A year ago some financial constraints due to a whopping IRS bill required me to find a second job. I hit the area malls, filling out applications like I hadn't since high school. I even took the bizarre personality test that Borders Books gives, wondering exactly what they were looking for.

The only fish I managed to hook was at the local cinema, a ten-plex just outside Princeton. I had gone there hundreds of times as a customer, and figured it would be a good second job. I turned out to be right, to a point.

I was practically hired on the spot, and began as an usher, working my way up to concessionist and then box office. Working nights and weekends for $6.75 an hour, it paid for my IRS payments, and covered my car payment, as well. I also got some interesting life experience.

If I were a teenager, it would have been a great job, seeing movies for free (a job at a bookstore would have given me a discount, but not freebies) and getting a pretty flexible schedule. As an adult, though, it certainly had it's downside, particularly on days when I worked both jobs, pretty much working non-stop from 8 am to close to midnight. I felt kind of degraded by the whole thing, thinking I had certainly lived long enough to have avoided this kind of drudgery. Of course, it was a situation that I had created.

The theater where I work is owned by Regal Entertainment, a corporate monolith that is typically bureaucratic and fascistic. Though the employees are paid very little, they are treated in a crushingly dehumanizing fashion. Though the profits on concessions are astronomical, we are urged to get customers to upsize, changing their small soda, which is already too much for one normal person, into a larger one, that would comfortably accommodate a family of four. Visits by the regional manager, a humorless henchman, are like raids by the gestapo. Instead of warmly thanking the menial laborers who fund his bonus, he scowls like Scrooge, looking for misdemeanors.

Those that I work with are an interesting bunch, in a Dickensian sort of way. Most are high school or college kids, with the adults those that are somewhat in society's margin, needing two jobs to get by. Those that I got to know best include a guy with cerebral palsy who describes in great details the sex he has with girls he meets on the Internet, and a guy who is fascinated by serial killers, and may become one himself one day. I was stunned the other day to learn that he knew who Squeaky Fromme was, but not Gerald Ford.

The managers were all a pleasure to work with, minus one, a woman who was such a bizarre sociopath that she could have tied up a psychologist's couch for years. A few months ago, though, she was transferred, which had the same effect on our theater that Dorothy's house had on Munchkinland. The other managers, all guys who are on their way somewhere else, do the best they can, managing kids and disgruntled adults. They don't make nearly enough money, either.

My last day at the theater is on Saturday.
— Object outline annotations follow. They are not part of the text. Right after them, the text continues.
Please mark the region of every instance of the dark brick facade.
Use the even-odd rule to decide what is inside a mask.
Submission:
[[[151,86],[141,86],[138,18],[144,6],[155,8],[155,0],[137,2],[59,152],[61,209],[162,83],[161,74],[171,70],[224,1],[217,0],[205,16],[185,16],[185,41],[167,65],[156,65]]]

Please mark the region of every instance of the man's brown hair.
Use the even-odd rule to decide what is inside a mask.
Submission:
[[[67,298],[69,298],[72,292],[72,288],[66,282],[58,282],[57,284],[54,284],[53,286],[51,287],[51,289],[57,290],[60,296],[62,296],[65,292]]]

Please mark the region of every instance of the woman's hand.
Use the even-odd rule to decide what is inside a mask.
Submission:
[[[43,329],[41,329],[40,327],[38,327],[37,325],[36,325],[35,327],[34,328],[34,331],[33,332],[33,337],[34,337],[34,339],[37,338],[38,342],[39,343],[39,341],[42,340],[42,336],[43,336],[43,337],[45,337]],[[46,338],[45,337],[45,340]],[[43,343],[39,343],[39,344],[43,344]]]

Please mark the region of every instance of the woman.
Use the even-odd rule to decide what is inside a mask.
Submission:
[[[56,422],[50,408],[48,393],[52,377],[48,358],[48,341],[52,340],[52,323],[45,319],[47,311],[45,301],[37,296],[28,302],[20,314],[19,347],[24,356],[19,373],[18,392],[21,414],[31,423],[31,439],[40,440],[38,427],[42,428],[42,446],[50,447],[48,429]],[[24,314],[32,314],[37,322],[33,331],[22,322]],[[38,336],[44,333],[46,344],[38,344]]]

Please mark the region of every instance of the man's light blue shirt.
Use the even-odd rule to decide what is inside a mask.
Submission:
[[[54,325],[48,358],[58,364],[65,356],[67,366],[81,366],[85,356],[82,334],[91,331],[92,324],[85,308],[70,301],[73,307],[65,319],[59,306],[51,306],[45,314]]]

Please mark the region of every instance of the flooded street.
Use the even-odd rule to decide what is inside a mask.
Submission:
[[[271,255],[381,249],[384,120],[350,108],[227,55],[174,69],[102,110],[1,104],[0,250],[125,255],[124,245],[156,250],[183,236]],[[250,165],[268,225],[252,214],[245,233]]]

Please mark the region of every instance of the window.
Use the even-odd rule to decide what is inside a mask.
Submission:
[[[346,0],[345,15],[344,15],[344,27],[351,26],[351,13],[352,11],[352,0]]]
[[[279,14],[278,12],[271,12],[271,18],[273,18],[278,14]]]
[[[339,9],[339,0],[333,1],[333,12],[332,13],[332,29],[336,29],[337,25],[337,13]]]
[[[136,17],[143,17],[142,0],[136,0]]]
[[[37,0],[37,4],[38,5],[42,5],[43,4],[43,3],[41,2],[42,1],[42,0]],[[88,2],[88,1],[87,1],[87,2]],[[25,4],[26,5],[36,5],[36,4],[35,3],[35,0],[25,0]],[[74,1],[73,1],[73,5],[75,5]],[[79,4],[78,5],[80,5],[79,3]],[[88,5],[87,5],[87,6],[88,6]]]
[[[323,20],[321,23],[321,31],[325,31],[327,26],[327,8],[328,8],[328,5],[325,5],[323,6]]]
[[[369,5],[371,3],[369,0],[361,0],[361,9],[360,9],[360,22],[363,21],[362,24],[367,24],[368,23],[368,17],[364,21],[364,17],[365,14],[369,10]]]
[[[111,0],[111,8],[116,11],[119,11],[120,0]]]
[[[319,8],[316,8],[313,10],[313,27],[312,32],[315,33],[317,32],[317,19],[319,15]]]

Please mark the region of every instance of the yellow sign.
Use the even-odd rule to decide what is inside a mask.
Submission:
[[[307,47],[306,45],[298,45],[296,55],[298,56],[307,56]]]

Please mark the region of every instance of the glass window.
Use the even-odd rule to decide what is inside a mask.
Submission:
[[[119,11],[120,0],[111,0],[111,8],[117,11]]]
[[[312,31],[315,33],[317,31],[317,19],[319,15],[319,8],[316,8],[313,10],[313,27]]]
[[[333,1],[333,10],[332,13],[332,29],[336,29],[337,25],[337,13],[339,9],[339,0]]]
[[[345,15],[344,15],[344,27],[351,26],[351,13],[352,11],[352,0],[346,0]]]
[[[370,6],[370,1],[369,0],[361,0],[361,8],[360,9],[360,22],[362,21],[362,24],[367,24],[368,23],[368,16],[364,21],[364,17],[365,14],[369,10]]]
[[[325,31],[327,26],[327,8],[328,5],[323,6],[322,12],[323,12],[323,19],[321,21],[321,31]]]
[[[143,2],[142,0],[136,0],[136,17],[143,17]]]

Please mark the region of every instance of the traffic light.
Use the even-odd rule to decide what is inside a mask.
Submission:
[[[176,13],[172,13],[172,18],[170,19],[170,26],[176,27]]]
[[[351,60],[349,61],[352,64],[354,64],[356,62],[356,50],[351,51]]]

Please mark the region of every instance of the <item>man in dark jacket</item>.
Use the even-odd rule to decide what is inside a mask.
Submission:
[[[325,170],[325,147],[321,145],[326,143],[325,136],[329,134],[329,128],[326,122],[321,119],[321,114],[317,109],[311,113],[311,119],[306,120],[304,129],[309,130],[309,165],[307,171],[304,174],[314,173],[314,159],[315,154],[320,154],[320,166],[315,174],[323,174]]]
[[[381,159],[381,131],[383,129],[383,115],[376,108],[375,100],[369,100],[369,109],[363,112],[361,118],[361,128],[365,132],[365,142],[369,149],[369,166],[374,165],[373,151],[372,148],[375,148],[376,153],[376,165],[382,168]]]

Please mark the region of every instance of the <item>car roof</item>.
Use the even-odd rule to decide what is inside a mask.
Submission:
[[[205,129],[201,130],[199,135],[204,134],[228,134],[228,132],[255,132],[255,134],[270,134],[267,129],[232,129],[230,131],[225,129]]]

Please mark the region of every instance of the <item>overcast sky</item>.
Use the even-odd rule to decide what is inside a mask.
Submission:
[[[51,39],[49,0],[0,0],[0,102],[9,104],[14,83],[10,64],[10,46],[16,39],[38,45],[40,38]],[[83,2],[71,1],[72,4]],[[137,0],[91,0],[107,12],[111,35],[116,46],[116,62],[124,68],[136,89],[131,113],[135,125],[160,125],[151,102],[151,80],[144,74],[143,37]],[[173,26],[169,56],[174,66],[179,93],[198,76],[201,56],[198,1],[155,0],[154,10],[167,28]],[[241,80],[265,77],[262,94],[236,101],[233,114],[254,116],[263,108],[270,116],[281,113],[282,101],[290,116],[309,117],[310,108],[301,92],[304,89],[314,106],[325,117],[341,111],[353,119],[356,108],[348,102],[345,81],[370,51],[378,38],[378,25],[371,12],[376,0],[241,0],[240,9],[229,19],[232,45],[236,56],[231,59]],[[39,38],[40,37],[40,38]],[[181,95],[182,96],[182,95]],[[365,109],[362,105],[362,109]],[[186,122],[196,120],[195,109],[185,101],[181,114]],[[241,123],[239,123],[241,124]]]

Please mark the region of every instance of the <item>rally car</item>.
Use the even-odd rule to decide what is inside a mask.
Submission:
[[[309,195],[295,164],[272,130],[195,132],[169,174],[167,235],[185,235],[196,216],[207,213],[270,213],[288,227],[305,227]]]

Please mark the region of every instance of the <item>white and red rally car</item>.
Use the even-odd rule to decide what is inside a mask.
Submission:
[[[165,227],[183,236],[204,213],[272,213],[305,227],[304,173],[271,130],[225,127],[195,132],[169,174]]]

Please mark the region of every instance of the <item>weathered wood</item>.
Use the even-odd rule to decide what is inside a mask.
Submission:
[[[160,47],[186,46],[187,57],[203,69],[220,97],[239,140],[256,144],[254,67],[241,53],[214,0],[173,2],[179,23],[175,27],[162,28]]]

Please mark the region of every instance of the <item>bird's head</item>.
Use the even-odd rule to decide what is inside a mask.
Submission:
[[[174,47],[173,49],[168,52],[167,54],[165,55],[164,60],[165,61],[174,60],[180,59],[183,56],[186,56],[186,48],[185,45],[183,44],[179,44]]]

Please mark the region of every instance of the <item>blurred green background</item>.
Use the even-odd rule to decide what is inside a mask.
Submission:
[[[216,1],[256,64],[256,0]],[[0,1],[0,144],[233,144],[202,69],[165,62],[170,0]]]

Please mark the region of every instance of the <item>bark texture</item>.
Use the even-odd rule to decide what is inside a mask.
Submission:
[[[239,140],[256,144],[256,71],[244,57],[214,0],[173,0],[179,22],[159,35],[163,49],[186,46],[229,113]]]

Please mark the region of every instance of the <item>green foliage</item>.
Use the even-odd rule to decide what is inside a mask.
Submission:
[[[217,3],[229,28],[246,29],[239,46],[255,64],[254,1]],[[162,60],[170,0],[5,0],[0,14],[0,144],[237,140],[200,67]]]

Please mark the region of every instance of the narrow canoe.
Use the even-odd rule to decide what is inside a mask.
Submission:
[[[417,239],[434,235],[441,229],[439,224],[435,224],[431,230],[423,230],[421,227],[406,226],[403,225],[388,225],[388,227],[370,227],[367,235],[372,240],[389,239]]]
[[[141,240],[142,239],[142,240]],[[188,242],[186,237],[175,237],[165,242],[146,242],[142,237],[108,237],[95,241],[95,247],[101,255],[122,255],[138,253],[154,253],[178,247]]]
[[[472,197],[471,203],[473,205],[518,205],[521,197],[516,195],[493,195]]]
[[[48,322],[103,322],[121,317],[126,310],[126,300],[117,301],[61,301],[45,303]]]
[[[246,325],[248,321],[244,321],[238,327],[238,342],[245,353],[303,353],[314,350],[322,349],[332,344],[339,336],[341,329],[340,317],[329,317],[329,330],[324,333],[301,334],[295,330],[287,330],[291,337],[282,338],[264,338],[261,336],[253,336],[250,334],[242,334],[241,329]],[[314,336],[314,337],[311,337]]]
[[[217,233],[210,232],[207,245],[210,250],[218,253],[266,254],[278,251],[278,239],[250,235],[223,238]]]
I will look back on this time with a little shudder, but also some laughs, and hope that what I learned there can be put to good use in the future.

Comments

  1. Fun reading this. Chuckled at your descriptions of your fellow co-workers.

    Like what I've read so far, btw, in case you were wondering how you're doing or some such. You write well, but I'd expect no less from a former editor of Penthouse.

    Hope that windfall gives you the break you need, no pun intended. We'll keep our fingers crossed for ya over here.